Take a moment to check out the website for Wafaa Bilal - a performance artist of Iraqi descent who is currently "performing" in a one-man show in Chicago, the concept for which involves him sitting in a room 24/7 while visitors to his website are able to control a paintgun that can be used to shoot him (or not) with paintballs. The gallery apparently rejected the original title of the piece "Shoot an Iraqi" in favor of "Domestic Tension," according to an NPR profile to which I was listening. The commentary, of course, on violence, the current Iraqi war, and the chasm of day-to-day experience between those of us, here, comfortably in America, and all those Iraqis and western soldiers in the midst of conflict in Iraq.

Slate.com's occasionally useful "Explainer" feature providing some provenance for the term "piss like a race horse." Conclusion: accurate.

Venezuelan President Hugo Chavez told his supporters:
'to give away possessions they do not need such as an extra refrigerator because he only wants true socialists to be members of a new single party he is forming.

"Whoever has a fridge they do not need, put it out in the village square.
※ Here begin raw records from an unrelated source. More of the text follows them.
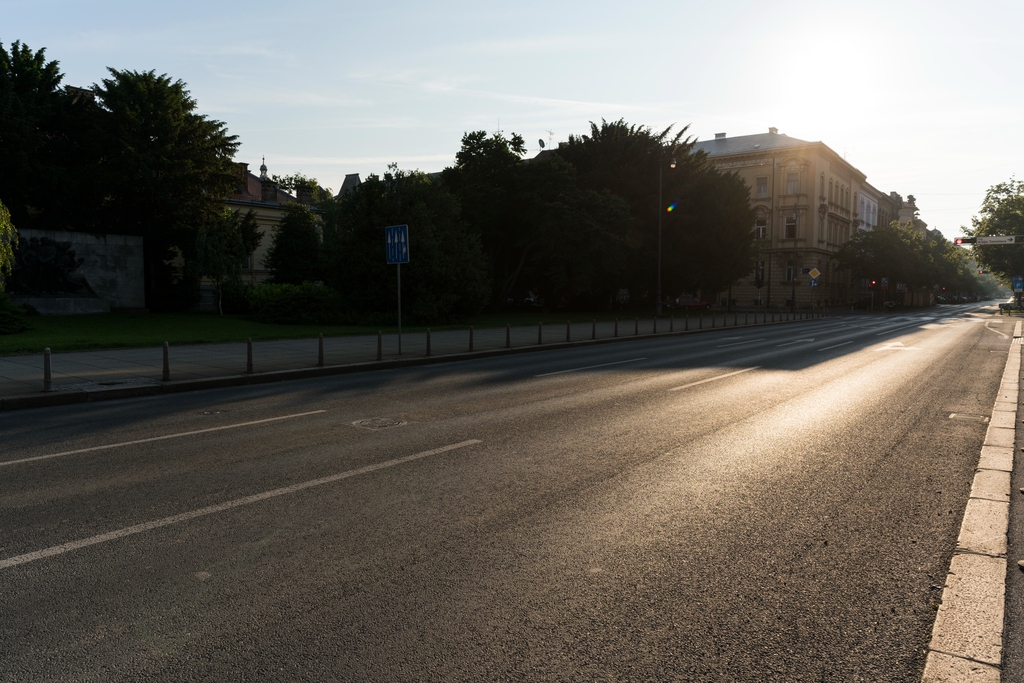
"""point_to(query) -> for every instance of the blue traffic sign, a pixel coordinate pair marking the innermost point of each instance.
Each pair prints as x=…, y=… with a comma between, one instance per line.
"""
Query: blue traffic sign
x=396, y=240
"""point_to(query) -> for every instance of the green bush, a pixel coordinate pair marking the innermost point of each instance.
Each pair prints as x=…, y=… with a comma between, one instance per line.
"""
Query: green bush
x=294, y=304
x=12, y=316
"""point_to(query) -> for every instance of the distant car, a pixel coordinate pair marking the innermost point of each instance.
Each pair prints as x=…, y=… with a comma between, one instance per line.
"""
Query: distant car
x=692, y=303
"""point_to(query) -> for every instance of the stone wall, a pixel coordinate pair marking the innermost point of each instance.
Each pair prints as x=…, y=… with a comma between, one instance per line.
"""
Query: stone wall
x=113, y=265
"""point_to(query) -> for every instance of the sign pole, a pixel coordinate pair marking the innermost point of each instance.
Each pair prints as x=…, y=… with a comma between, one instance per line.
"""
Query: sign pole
x=399, y=309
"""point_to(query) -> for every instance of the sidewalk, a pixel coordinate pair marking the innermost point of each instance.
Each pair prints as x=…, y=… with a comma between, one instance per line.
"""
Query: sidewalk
x=82, y=376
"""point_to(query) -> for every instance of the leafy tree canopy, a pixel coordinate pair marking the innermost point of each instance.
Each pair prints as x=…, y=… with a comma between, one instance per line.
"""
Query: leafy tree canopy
x=222, y=246
x=8, y=240
x=445, y=279
x=1001, y=214
x=295, y=253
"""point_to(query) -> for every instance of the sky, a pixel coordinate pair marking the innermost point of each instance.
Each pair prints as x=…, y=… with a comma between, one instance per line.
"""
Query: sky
x=924, y=97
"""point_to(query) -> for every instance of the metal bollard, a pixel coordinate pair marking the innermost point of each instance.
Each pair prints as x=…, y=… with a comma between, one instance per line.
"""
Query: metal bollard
x=167, y=364
x=47, y=379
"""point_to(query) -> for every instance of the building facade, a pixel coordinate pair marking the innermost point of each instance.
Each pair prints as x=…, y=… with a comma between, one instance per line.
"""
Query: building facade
x=809, y=201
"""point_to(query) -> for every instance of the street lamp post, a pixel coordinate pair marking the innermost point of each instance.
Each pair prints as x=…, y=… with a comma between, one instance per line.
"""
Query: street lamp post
x=660, y=209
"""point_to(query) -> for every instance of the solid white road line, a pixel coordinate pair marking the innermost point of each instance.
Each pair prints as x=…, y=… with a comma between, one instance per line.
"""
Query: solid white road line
x=749, y=341
x=794, y=342
x=714, y=379
x=221, y=507
x=603, y=365
x=157, y=438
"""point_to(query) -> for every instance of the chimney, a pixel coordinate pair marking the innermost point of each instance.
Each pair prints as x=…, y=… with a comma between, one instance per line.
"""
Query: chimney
x=268, y=190
x=243, y=178
x=304, y=194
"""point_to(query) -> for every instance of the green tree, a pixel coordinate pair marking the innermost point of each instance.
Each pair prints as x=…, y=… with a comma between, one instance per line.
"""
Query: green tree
x=222, y=246
x=48, y=144
x=8, y=241
x=295, y=253
x=1001, y=214
x=539, y=228
x=445, y=279
x=165, y=171
x=707, y=239
x=292, y=182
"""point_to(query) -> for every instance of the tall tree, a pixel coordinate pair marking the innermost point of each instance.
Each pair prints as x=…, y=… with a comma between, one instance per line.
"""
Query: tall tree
x=8, y=240
x=222, y=246
x=165, y=171
x=48, y=143
x=1001, y=214
x=295, y=253
x=707, y=237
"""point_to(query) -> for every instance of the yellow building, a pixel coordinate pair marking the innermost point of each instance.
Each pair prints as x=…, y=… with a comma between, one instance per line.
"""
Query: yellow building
x=809, y=201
Whoever has a truck, a fan or a cooker they do not need, give something away. Let's not be selfish. I demand you do it," Chavez said at a milk producing cooperative, in remarks released on Monday.

Chavez, who calls capitalism an evil, said he would donate $250,000 of his own money and added, "Let's see who follows the example."'

Between Venezuela and Brazil, politics in Latin America bears watching these days. For me, Chavez is at least entertaining, and it's worth remembering that not so long ago (i.e., through the end of the Cold War), the non-aligned movement was a large, if not always coherent, bloc of countries that are ever-increasing in both population and prominence in global politics. Also worth wondering is where a self-proclaimed socialist gets an extra $250K to donate...

Watched a surprisingly-full matinee show of "Knocked Up," the new Judd Apatow movie, in a suburban theater in South County, RI last week (and also, coincidentally, re-watched half of "The 40 Year Old Virgin" this morning). There are some definite pleasures to the movie - the twenty-something stoner-bud vibe of the lead character Ben and his friends, Seth Rogen and Paul Rudd's occasionally-too-true psychedelic stroll through Las Vegas, Paul Rudd, in general, whose wry/bitter characters are wincingly great (see the odd and under-appreciated "Two Nights" if your netflix queue is sufficiently small), Judd Apatow's children, and, of course, the featuring of three attractive and funny women in lead and supporting roles. But, all that said, the movie is amusing at best, a little long, and probably deserving of a rental more than anything else. As an addendum, Dana Stevens at Slate.com takes on the non-issue of abortion as a logical plot point in the movie.